Id. at 340, 352 N.E.2d 791 (footnote omitted); accord Flora v. Flora, (1975) 166 Ind. App. 620, 337 N.E.2d 846; see also Ind. Code 31-1-11.5-10(b). Private agreements such as this cannot usurp the power of the trial judge to determine what is just and reasonable in the division and distribution of the marital estate. See Ind. Code 31-1-11.5-10(b) and 31-1-11.5-11(b).

In Stockton v. Stockton, (1982) Ind. App., 435 N.E.2d 586, this court held the action of the trial court in accepting, rejecting, or modifying a post-nuptial property settlement agreement should be reviewed only to determine whether the court abused its discretion. We believe the same standard should apply to the trial court's acceptance, rejection, or modification of an antenuptial agreement. The trial court did not abuse its discretion in modifying the antenuptial agreement. Wife received only about five percent of the marital estate. Had the trial judge followed the agreement, Wife would have received only about one percent of the marital estate. Such a result after twelve years of marriage in which Wife acted as housekeeper, helped with tasks on the farm, and took care of Husband's stepmother would have been grossly unfair. Furthermore, Wife's only income is social security benefits of less than $300 per month, while Husband earned over $100,000 per year in 1979 and 1980. The trial court's modification of the antenuptial agreement was not an abuse of discretion.

Husband also contends the trial judge erred in awarding attorneys' fees and fees for appraisal of marital property. His first argument is that the antenuptial agreement precluded the award of fees. First, as we noted above, the trial court had *455 the discretion to modify or reject the antenuptial agreement. Second, the agreement is silent as to the payment of attorneys' fees. The agreement did not prohibit the trial judge from awarding attorneys' fees. Husband also argues there was not sufficient evidence to support the court's award of attorneys' fees. There was evidence of the number of hours spent on the matter by the attorneys and of a reasonable rate for their time. This is sufficient evidence to support the award of attorneys' fees. See U.S. Aircraft Financing, Inc. v. Jankovich, (1980) Ind. App., 407 N.E.2d 287.

Finally, Wife contends the trial court erred in allowing Husband to pay the judgment to her in installment payments. This practice is permitted by Ind. Code 31-1-11.5-11(b).
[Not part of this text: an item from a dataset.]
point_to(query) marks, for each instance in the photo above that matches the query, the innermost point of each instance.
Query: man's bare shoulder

We cannot say the trial court abused its discretion in adopting an installment payment method.

Affirmed.

CONOVER, P.J., and MILLER, J., concur.

NOTES

[1] The issues have been consolidated and restated for clarity.

[2] We assume the word "terminated" was intended.

[3] In one place, the trial judge indicated he was construing the agreement. An examination of the decree, however, clearly indicates the judge was modifying the agreement, not construing it.